Nous avons eu envie de demander à chacun des membres de Libre comme Lire ou de nos associations partenaires de partager avec vous tous son rapport à la lecture.
Aujourd’hui, c’est au tour d’Olivier Sauvage, co-fondateur de Libre comme Lire.
Mon premier souvenir de lecture, je crois, était celui-ci.
J’étais malade et mes parents m’avaient mis dans leur lit, sous une couette blanche comme de la neige, dans leur grande chambre bleue, et mon père, pour m’occuper m’avait sorti un album de Tintin : l’Île Noire. Une vieille édition qu’il avait lui même reçue de son père, pendant son enfance. C’était un dimanche matin. Tout était calme, tranquille, apaisant.
Chaque case, chaque page, chaque ligne, chaque trait, chaque mot, était un moment de bonheur et d’excitation. Je ne sais pas si j’y comprenais grand chose. Et, en vérité, je ne sais pas si je savais vraiment lire. Mais la force des dessins nets et précis d’Hergé, l’expressivité de ses personnages, Tintin, le Capitaine Haddock, des onomatopées dans les phylactères, le rythme des cases, tout me fascina, me plongea au cœur de l’histoire, sans qu’il me soit même nécessaire de comprendre les textes. C’était comme du théâtre muet, un ballet de petits personnages, s’agitant en tout sens, bondissant, criant, éructant, se bagarrant, me captivant, m’emportant dans les nuées pendant un temps qui me parut à la fois infiniment long et à la fois infiniment trop court, tant j’avais envie que ça continue, encore et encore, encore et toujours. À la fin de la lecture, j’en redemandais encore. Comme à la descente d’une attraction de fête foraine dont on sort un peu groggy, et dont on voudrait bien refaire un tour.
Ai-je inventé ce souvenir ?
Mon plaisir de lire est-il vraiment né de ce matin là ?
Impossible à savoir. Il faudrait m’ouvrir le cerveau et regarder dedans pour s’en assurer.

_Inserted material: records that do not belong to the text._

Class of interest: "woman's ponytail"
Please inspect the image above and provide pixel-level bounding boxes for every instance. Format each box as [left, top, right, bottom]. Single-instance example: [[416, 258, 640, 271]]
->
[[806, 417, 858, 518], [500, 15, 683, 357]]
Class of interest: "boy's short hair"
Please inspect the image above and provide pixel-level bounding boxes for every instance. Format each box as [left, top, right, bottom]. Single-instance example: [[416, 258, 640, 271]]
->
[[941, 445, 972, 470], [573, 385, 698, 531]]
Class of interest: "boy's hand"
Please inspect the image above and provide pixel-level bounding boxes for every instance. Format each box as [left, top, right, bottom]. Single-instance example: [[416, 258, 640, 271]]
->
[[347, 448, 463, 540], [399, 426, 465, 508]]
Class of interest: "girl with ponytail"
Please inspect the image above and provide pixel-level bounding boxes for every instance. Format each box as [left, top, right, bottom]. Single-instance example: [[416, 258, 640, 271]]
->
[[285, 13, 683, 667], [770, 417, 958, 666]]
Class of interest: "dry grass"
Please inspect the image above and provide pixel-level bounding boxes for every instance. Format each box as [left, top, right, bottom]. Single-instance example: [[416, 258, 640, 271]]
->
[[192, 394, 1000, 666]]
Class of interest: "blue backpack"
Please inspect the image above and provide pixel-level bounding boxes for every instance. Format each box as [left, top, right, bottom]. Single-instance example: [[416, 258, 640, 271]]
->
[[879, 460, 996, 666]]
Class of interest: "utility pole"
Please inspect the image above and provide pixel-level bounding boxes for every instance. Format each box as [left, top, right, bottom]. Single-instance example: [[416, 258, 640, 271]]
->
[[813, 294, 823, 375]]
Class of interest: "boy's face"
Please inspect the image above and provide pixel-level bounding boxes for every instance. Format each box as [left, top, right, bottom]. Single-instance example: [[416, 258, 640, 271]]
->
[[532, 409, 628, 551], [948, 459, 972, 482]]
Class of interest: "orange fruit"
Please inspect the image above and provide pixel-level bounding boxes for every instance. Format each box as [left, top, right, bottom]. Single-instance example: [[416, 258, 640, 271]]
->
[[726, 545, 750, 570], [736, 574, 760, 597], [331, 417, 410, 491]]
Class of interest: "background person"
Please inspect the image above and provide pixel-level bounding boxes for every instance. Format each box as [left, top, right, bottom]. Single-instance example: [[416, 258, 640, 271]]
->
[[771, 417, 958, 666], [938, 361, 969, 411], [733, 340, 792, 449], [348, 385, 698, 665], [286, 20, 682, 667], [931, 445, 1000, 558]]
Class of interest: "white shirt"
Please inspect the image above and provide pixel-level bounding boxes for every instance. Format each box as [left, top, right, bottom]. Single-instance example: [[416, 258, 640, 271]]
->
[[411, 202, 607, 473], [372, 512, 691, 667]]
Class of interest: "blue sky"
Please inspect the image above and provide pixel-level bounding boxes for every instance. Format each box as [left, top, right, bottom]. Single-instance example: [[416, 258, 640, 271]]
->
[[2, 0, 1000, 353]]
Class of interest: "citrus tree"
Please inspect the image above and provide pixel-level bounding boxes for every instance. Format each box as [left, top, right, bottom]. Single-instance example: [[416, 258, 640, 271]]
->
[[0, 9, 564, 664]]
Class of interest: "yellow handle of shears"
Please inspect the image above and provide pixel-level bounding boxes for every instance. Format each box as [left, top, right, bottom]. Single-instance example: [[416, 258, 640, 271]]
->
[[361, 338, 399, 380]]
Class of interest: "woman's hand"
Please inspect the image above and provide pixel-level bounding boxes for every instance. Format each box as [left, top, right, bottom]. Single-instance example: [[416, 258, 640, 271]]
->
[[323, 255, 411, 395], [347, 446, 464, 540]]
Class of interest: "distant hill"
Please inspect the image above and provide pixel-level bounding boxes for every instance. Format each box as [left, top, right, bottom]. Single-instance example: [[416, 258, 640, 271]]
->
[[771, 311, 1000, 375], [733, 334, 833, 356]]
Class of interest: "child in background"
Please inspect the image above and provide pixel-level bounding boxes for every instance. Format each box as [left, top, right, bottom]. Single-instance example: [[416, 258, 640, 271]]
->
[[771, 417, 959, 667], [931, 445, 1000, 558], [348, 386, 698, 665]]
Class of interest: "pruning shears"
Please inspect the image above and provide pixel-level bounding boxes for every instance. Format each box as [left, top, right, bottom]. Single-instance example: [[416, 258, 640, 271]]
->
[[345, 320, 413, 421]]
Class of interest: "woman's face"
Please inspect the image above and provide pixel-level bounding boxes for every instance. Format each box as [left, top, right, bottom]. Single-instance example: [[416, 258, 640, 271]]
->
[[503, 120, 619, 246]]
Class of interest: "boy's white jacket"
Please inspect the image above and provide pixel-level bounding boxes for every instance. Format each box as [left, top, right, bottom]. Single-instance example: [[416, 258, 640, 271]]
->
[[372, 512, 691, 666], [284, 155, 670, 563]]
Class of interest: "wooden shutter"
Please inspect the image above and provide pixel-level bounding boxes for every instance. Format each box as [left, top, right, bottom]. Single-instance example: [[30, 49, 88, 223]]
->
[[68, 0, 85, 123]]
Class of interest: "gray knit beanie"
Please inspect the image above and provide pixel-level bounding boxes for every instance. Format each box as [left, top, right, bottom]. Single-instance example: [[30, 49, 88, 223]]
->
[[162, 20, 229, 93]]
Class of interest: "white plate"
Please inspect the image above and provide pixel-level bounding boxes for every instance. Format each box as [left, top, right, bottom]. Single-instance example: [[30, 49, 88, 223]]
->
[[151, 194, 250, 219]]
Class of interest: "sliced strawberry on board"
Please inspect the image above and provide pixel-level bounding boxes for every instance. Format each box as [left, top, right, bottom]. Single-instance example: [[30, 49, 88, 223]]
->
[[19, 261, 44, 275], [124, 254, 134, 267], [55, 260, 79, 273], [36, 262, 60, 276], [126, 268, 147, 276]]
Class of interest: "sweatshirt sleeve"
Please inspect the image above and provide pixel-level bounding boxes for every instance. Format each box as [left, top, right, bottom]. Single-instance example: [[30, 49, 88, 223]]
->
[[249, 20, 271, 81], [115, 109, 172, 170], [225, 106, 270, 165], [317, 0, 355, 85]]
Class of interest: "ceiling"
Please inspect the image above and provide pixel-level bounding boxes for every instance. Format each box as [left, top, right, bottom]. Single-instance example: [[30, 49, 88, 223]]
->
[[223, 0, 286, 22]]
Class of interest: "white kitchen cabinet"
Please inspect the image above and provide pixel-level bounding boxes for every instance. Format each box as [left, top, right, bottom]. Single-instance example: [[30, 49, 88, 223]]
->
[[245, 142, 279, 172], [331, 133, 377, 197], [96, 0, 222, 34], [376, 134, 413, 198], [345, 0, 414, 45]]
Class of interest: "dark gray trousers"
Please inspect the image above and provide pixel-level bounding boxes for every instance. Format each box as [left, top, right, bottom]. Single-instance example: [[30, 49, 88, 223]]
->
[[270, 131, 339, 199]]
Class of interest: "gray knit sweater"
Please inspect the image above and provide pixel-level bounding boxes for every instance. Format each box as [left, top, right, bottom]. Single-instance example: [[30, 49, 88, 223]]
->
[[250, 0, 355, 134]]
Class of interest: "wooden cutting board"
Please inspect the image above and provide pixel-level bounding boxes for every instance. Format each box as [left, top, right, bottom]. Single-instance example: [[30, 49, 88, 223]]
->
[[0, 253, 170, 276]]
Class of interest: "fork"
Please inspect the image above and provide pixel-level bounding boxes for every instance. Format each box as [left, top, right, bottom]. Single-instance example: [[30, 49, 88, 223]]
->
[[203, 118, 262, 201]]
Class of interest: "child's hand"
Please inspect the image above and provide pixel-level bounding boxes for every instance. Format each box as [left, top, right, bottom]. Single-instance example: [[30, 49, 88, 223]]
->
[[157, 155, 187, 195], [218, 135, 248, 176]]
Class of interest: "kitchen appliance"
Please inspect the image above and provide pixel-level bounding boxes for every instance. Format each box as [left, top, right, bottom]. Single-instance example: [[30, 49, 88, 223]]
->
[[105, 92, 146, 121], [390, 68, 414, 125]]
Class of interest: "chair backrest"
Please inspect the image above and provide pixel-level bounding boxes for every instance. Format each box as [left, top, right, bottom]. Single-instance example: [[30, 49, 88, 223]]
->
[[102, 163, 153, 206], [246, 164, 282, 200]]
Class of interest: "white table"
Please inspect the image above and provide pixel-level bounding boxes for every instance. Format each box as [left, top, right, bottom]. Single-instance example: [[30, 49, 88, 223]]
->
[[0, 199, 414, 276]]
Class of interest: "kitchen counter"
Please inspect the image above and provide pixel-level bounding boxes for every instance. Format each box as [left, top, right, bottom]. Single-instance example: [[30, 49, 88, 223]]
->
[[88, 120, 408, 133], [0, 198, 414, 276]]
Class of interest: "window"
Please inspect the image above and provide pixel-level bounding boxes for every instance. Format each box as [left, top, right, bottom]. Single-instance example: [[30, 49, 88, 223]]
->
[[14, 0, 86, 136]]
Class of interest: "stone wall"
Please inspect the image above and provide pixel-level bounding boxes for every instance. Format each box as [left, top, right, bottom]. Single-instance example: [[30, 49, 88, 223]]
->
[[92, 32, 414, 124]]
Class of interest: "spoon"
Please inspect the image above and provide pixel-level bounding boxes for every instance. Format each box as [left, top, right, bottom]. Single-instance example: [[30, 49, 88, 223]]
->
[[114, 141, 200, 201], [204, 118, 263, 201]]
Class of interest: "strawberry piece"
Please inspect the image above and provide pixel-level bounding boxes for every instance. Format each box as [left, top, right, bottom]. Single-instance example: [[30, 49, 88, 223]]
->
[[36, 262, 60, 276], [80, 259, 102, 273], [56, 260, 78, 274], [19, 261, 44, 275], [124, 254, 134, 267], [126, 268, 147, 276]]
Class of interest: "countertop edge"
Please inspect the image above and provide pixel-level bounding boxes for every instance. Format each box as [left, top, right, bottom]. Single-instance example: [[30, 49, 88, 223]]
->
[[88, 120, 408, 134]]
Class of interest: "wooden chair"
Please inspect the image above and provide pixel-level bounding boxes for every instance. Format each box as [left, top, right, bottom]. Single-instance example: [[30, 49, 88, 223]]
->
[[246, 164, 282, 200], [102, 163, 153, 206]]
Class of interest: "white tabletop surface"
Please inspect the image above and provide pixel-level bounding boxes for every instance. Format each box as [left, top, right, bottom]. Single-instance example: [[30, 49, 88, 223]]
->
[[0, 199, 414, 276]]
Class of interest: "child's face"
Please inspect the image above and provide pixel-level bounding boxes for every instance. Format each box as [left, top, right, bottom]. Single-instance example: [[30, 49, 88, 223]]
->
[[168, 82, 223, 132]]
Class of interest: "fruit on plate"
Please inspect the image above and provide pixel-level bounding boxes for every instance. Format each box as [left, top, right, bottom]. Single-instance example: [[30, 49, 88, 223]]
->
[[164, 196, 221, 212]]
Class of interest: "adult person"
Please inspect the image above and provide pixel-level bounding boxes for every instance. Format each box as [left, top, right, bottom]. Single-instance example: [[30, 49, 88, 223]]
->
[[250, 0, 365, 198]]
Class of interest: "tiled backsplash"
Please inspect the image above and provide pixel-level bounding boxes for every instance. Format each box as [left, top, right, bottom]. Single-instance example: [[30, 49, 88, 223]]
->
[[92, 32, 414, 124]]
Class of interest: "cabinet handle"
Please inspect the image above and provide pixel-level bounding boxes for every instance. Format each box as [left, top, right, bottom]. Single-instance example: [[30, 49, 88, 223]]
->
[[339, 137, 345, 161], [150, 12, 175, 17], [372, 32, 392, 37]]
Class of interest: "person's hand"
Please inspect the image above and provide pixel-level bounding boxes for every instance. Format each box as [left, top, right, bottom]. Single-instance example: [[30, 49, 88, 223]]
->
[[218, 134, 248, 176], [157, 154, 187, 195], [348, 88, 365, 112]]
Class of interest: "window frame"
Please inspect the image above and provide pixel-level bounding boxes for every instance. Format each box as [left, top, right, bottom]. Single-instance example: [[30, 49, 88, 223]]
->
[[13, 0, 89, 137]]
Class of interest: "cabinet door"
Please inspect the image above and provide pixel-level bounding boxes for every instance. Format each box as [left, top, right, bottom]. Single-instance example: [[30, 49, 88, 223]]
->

J’aime à me dire, en tout cas, que ce fut le point de départ, le moment zéro, d’une activité qui ne m’a jamais quitté. Et que je n’ai jamais cessé de renouveler. De la BD au roman, à l’essai historique, au livre de sciences, au recueil de nouvelles, au pensum en économie, jusqu’aux petits pamphlets brochés que l’on trouve parfois en librairie. Et puis aussi surtout, l’actualité, la presse quotidienne et magazine, les news, les journaux que je dévore quotidiennement…
J’ai aimé lire, je crois, parce que l’évocation des mots me faisait plus vibrer et me sentir bien que la fréquentation de mes camarades. Seul, je m’évadais à l’intérieur d’innombrables aventures, d’innombrables héros, d’innombrables univers lointains, et cela me rendait plus heureux, toujours, que les relations avec les autres. Cela m’était plus facile, plus simple, mieux, en quelque sorte, que la vie. Nourrissait plus mon imagination affamée d’extraordinaire.
Aujourd’hui, mon temps de lecture est largement absorbé par les écrans. Je lis de moins en moins de livres. Plus aucun magazine ou journal sur papier. D’une certaine manière, à mon grand dépit. Parce que, professionnel du monde numérique, je sais quelles destructions il cause à notre capacité de concentration et d’apprentissage. Et ce qu’il nous fait perdre en sérénité. La lecture sur papier instaure une relation si particulière avec les mots, si nourrissante pour l’esprit, que même les technologies actuelles ne savent dépasser.
Cela ne change rien à mon plaisir, mais le divertit un peu trop pour des choses de pacotilles, de l’éphémère sans importance, une nuée chronophage d’inputs. C’est un nouveau défi pour mon cerveau. Apprendre à maîtriser ce flux, et à le dompter, pour en faire un allié puissant et précieux, comme les livres l’ont été dans ma vie. Et comme ils recommencent à l’être aujourd’hui…
Mon cher Olivier,
Merci de ce partage. Tintin pour entrer dans la lecture ? Et pourquoi pas, quand on voit ce que tu entreprends actuellement … Moi, c’était La vie du rail …
Et tu sais aussi écrire !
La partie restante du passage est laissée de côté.